Unzählige Samen haben ihre Zapfen, lange vor ihrem Sterben, schon auf dem Boden verstreut. Jetzt wo sie Licht bekommen keimen sie und wachsen. Sie müssen sich beeilen, denn auch die Gräser haben auf das Licht gewartet. Auch sie ergrünen und wenn die Fichte unter ihren Halmen und Blätterdach verschwindet ist es schon wieder aus mit ihr. Ohne Licht keine Assimilation. Ohne Licht kommt für sie der Tod schon wieder um die Ecke gekrochen. Doch wo sie schneller ist als die Gräser da wächst Fichte an Fichte. Dicht gedrängt stehen sie da umher, bringen sich durch Lichtentzug gegenseitig um ihr Leben. Meist kommt nur eine von den vielen aufgelaufenen Fichten zum Fruchten, wird groß und stark. Totschlag und Mord ist die Lebensgrundlage der Starken! Das wollen wir in unserem Leben zwar nicht wahr haben, doch wenn der Grundsatz des menschlichen Lebens die Ethik, die Humanität verloren geht, der Skrupel in der Ecke verschwindet, sind wir schon wieder da im ganz natürlichen gemeinsamen Leben von Mensch, Tier und Pflanze. Das "Ich", das "Selbst" sein, ist das Wichtigste. Nur darauf kommt es an. Schauen wir uns um. Das "Ich" steht immer im Vordergrund. Alles andere ist schönes Beiwerk, welches auch das "Ich" als angenehm empfindet und auch nicht missen möchte; es aber nur bedingt, meist zum Eigennutz zulässt! So grausam ist das Leben. Es baut sich immer auf dem Leid anderer auf. Oft wird auch der Tod der "Minderwertigen" wissentlich in Kauf genommen. Ja sogar von ihnen, wie die Geschichte ja auch deutlich zeigt, gewollt hingenommen, im äußersten Fall sogar gefördert. Verlassen wir diese Traurigkeit.

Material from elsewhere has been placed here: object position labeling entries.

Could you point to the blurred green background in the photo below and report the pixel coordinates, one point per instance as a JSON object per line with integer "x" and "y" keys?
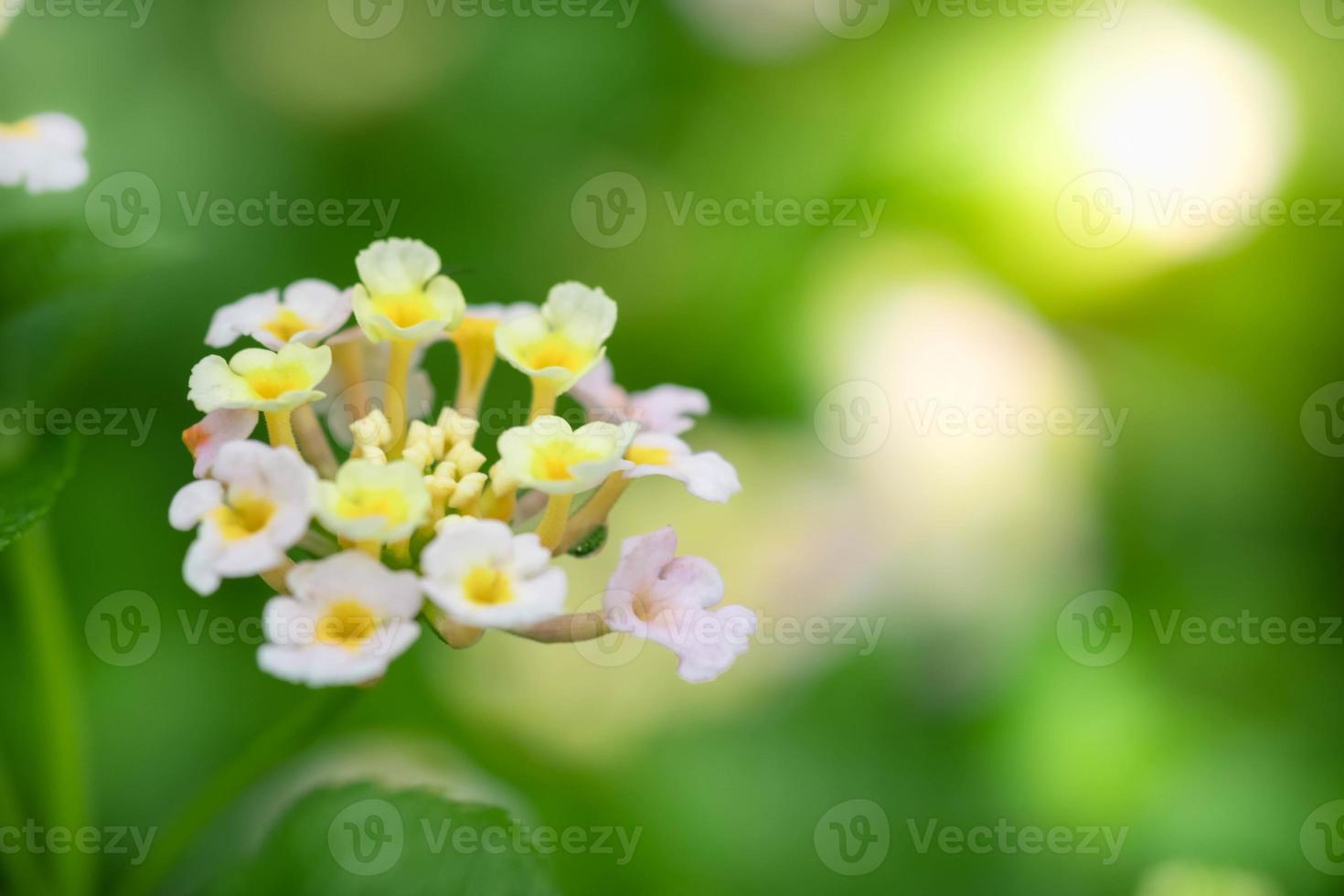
{"x": 978, "y": 286}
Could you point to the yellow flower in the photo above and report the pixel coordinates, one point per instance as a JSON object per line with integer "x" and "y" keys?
{"x": 563, "y": 340}
{"x": 551, "y": 457}
{"x": 402, "y": 295}
{"x": 260, "y": 379}
{"x": 374, "y": 501}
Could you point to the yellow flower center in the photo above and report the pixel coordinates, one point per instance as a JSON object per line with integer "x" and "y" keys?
{"x": 406, "y": 309}
{"x": 285, "y": 324}
{"x": 555, "y": 349}
{"x": 486, "y": 586}
{"x": 389, "y": 504}
{"x": 648, "y": 455}
{"x": 552, "y": 461}
{"x": 19, "y": 129}
{"x": 347, "y": 624}
{"x": 273, "y": 382}
{"x": 243, "y": 516}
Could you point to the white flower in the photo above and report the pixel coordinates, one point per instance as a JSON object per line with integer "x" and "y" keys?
{"x": 663, "y": 409}
{"x": 368, "y": 500}
{"x": 549, "y": 455}
{"x": 260, "y": 379}
{"x": 308, "y": 312}
{"x": 43, "y": 154}
{"x": 218, "y": 429}
{"x": 357, "y": 383}
{"x": 485, "y": 577}
{"x": 563, "y": 340}
{"x": 256, "y": 508}
{"x": 402, "y": 294}
{"x": 706, "y": 475}
{"x": 346, "y": 618}
{"x": 656, "y": 595}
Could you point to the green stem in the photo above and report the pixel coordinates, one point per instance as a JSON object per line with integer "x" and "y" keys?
{"x": 23, "y": 870}
{"x": 283, "y": 739}
{"x": 59, "y": 695}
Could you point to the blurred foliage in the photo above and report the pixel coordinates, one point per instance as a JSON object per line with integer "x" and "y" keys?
{"x": 483, "y": 129}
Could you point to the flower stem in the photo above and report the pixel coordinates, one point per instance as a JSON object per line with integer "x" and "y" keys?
{"x": 314, "y": 441}
{"x": 552, "y": 521}
{"x": 543, "y": 398}
{"x": 398, "y": 374}
{"x": 580, "y": 626}
{"x": 453, "y": 633}
{"x": 289, "y": 735}
{"x": 475, "y": 361}
{"x": 593, "y": 513}
{"x": 22, "y": 868}
{"x": 59, "y": 696}
{"x": 280, "y": 430}
{"x": 349, "y": 357}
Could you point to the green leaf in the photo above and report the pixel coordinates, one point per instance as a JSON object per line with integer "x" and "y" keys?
{"x": 363, "y": 838}
{"x": 30, "y": 483}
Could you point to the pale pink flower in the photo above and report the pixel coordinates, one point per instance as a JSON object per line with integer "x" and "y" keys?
{"x": 215, "y": 430}
{"x": 656, "y": 595}
{"x": 664, "y": 409}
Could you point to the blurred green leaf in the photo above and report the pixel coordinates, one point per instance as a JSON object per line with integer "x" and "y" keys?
{"x": 365, "y": 838}
{"x": 28, "y": 489}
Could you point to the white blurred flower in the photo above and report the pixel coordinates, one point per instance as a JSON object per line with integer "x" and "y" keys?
{"x": 483, "y": 575}
{"x": 43, "y": 154}
{"x": 347, "y": 617}
{"x": 308, "y": 312}
{"x": 256, "y": 508}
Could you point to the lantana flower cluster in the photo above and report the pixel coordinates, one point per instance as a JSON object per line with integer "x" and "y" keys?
{"x": 382, "y": 524}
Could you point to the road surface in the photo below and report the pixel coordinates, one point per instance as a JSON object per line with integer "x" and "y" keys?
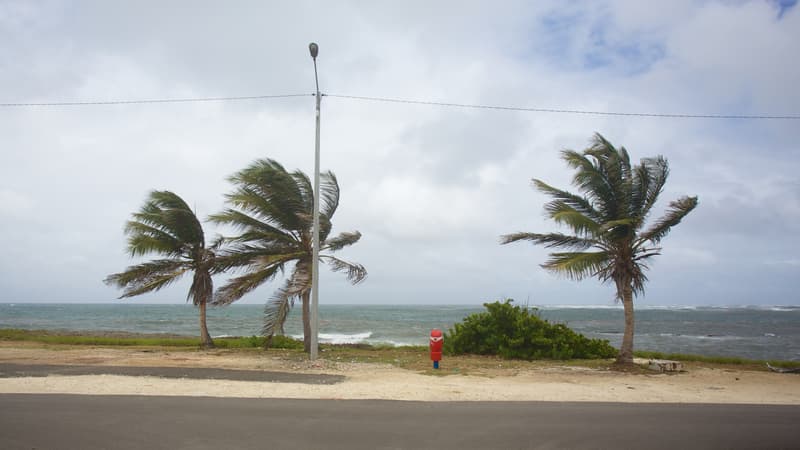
{"x": 136, "y": 422}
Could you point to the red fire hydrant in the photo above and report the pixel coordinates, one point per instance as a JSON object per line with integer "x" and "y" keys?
{"x": 436, "y": 347}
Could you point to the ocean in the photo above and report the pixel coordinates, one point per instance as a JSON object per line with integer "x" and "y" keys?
{"x": 768, "y": 333}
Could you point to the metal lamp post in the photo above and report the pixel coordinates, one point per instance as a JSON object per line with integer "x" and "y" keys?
{"x": 314, "y": 49}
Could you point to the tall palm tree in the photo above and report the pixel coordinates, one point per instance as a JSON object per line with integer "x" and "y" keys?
{"x": 609, "y": 218}
{"x": 273, "y": 210}
{"x": 166, "y": 226}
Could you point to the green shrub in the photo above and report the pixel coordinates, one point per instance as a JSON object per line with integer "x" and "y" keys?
{"x": 513, "y": 332}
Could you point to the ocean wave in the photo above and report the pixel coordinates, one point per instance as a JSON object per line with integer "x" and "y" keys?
{"x": 340, "y": 338}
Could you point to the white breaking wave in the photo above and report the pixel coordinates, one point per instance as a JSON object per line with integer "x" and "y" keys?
{"x": 337, "y": 338}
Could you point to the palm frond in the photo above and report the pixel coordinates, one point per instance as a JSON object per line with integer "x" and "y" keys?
{"x": 329, "y": 194}
{"x": 202, "y": 288}
{"x": 577, "y": 265}
{"x": 655, "y": 171}
{"x": 277, "y": 308}
{"x": 148, "y": 277}
{"x": 676, "y": 211}
{"x": 237, "y": 287}
{"x": 144, "y": 239}
{"x": 578, "y": 203}
{"x": 551, "y": 240}
{"x": 170, "y": 213}
{"x": 356, "y": 273}
{"x": 341, "y": 241}
{"x": 254, "y": 228}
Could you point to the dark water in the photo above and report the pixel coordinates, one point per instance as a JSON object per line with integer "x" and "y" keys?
{"x": 751, "y": 332}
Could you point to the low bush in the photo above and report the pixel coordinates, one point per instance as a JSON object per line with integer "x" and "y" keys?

Ein Mann mit großen botanischen Wissen sagte einmal zu mir: "Du musst dir die Fichte wie eine Dampfmaschine vorstellen. Sie arbeitet immer. Tag und Nacht. im Sommer voll, im Winter etwas eingeschränkter". Auch wenn Frost, die Dunkelheit des Winters ihren Lebensrhythmus weitgehend einschränkt, atmet, verdunstet, assimiliert sie im begrenztem Umfang weiter. Selbst der Wasserstrom im Splintholz kommt nicht zum Erliegen. Ihre Gene und nicht gefrierende Zuckerlösungen sorgen dafür. So überdauert die Fichte den Winter.